The supreme concern within God's heart in giving us the Bible has been, through the centuries, that we might understand what goes on in the human spirit, affecting everything we do. He has deliberately made the physical to correspond to the spiritual in such a way as to illustrate to us what is going on within.

Dr. F. A. Filby, who was the Senior Lecturer on Inorganic Chemistry in the UK wrote:

“There is indeed a spiritual law operating in the natural world, and God put us on a planet where light is separated from darkness for our spiritual education as well as for our physical needs. There is a spiritual, as well as a physical reason, for the pattern of creation and he who divorces science from true religion will never be able to come to a real understanding of the world.”

If indeed this is true, then it is evident that the physical heavens and earth are used to illustrate the fundamental difference which exists between human and divine life. God is not man – He is spirit. “Jesus says to the woman at the well, “God is spirit, and his worshippers must worship in the spirit and in truth” John 4:24

He operates quite differently from man, but it is his intention that man should share His life, and live as He lives. Obviously, then, we must learn a wholly different way of living. That is the supreme subject of the Bible: how to live on a different level of life -- the level on which God intended man to live and that’s on a spiritual level as well as a physical level.

God gave man dominion over fish, birds, cattle, wild animals and creeping things but not over man. Genesis 1 Vs 26

God said, “Let us make man in our own image",

God has no image because He is not physical. He transcends the physical universe because He created it. Therefore, He is free, unconstrained by the laws of matter. That is what God means when He tells Moses that His name is “I will be what I will be” (Ex. 3:14), and later when, after the sin of the Golden Calf, He tells him, “I will have mercy on whom I will have mercy.” He is Sovereign: He is Almighty God: God is free, and by making us in His image, He gave us also the power to be free.

This, as the Torah makes clear, was God’s most fateful gift. Given freedom, humans misuse it. Adam and Eve disobey God’s command. Cain murders Abel. By the end of this week’s Torah portion we find ourselves in the world about to be destroyed by the Flood, for it is filled with violence to the point where God regretted that He had ever created humanity.
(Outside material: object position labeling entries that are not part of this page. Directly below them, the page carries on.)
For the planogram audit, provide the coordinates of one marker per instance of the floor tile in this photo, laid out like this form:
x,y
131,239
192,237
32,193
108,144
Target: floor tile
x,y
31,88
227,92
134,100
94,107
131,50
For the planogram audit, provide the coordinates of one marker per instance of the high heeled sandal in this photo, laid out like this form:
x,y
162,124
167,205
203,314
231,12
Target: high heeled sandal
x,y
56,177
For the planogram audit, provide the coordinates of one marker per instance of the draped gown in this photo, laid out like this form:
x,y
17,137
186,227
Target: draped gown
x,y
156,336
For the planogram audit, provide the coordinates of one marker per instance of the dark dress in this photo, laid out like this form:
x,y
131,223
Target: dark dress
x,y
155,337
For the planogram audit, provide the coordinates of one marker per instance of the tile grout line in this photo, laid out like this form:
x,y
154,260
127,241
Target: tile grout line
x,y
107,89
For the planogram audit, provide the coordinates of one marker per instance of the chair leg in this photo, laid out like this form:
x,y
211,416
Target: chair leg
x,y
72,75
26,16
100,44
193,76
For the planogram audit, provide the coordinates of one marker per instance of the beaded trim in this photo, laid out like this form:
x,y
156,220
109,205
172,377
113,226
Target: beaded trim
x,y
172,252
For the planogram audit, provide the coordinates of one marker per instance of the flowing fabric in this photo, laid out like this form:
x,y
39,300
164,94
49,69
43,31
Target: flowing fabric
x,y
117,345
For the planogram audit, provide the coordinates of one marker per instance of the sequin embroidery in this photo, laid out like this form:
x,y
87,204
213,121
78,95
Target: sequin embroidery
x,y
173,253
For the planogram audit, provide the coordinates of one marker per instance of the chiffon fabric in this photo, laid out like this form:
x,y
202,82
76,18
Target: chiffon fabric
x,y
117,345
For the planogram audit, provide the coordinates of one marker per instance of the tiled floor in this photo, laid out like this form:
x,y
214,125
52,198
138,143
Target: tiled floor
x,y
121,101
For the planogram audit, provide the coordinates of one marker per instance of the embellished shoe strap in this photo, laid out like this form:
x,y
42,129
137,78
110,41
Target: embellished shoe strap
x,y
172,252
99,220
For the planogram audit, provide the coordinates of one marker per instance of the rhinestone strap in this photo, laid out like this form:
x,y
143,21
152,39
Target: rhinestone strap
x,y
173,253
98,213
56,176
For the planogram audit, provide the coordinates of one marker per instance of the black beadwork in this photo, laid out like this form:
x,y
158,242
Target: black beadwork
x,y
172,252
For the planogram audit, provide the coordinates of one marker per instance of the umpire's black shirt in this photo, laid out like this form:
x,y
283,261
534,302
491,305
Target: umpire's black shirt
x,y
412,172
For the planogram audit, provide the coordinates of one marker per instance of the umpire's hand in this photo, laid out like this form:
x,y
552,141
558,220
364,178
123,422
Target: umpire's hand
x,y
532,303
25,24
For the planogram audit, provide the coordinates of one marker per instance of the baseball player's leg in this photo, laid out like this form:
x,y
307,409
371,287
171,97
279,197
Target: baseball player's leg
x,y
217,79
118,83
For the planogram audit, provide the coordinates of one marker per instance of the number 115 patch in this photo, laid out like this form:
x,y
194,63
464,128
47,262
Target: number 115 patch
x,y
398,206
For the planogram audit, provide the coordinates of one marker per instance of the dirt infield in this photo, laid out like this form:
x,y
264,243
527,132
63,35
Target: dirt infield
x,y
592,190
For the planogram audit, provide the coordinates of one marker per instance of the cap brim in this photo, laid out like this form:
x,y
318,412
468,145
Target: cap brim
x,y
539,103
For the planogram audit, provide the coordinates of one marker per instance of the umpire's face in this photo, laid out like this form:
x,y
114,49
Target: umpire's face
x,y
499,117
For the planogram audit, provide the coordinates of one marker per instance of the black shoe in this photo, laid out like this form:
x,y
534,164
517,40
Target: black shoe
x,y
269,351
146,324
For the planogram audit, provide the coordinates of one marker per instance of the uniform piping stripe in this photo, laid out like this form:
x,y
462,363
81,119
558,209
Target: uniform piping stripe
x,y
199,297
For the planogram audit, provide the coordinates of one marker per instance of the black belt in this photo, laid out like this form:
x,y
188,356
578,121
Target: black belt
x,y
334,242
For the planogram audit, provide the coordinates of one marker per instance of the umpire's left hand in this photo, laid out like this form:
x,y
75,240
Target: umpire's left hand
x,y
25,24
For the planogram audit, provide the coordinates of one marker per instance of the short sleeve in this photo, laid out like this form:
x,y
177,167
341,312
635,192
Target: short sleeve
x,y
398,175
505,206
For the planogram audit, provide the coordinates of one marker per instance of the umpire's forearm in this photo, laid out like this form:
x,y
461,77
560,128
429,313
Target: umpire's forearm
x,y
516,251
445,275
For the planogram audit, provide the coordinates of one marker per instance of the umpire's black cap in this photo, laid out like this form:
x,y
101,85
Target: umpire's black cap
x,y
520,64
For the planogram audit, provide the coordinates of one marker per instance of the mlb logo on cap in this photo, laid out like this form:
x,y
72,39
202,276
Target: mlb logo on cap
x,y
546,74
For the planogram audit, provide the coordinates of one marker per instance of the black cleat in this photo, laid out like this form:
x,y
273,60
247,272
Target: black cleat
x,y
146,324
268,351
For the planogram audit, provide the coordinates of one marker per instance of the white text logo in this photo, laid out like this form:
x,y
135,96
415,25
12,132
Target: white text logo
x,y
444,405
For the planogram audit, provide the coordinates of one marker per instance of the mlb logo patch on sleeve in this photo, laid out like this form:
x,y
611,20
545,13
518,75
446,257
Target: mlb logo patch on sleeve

Will we use our freedom to respect order or misuse it to create chaos? Will we honour or dishonour the image of God that lives within the human heart and mind?

These are not only ancient questions. They are as alive today as ever they were in the past. The question raised by serious thinkers is whether justice, human rights, and the unconditional dignity of the human person are capable of surviving on secular grounds alone. Our Western concept of justice rests on the belief that

“all of us have great and equal worth: the worth of being made in the image of God and of being loved redemptively by God.” Wrote Nicolas Woltersdorff, [2]

That is surely what John F. Kennedy meant in his Inaugural Address when he spoke of the “revolutionary beliefs for which our forebears fought,” that “the rights of man come not from the generosity of the state, but from the hand of God.”[3]

Momentous ideas made the West what it is, ideas like human rights, the abolition of slavery, the equal worth of all, and justice based on the principle that right is sovereign over might.[4] All of these ultimately derived from the statement in the first chapter of the Torah that we are made in God’s image and likeness. No other text has had a greater influence on moral thought, nor has any other civilisation ever held a higher vision of what we are called on to be.

It is a fundamental assault on human dignity that a man with power and authority makes someone do something against their will. This is a timely word for Nations operating under tyranny and injustice.

Shabbat shalom

Miriam Wakefield

Torah Portion Genesis 1-6:8

Notes from Hebrew4Christians

Notes from Ray Stedman on Genesis 1

[2] Nicholas Woltersdorff, Justice: Rights and Wrongs (Princeton, NJ: Princeton University Press, 2008), 393.

[3] John F. Kennedy’s Inaugural Address, Washington, DC, 20 January 1961.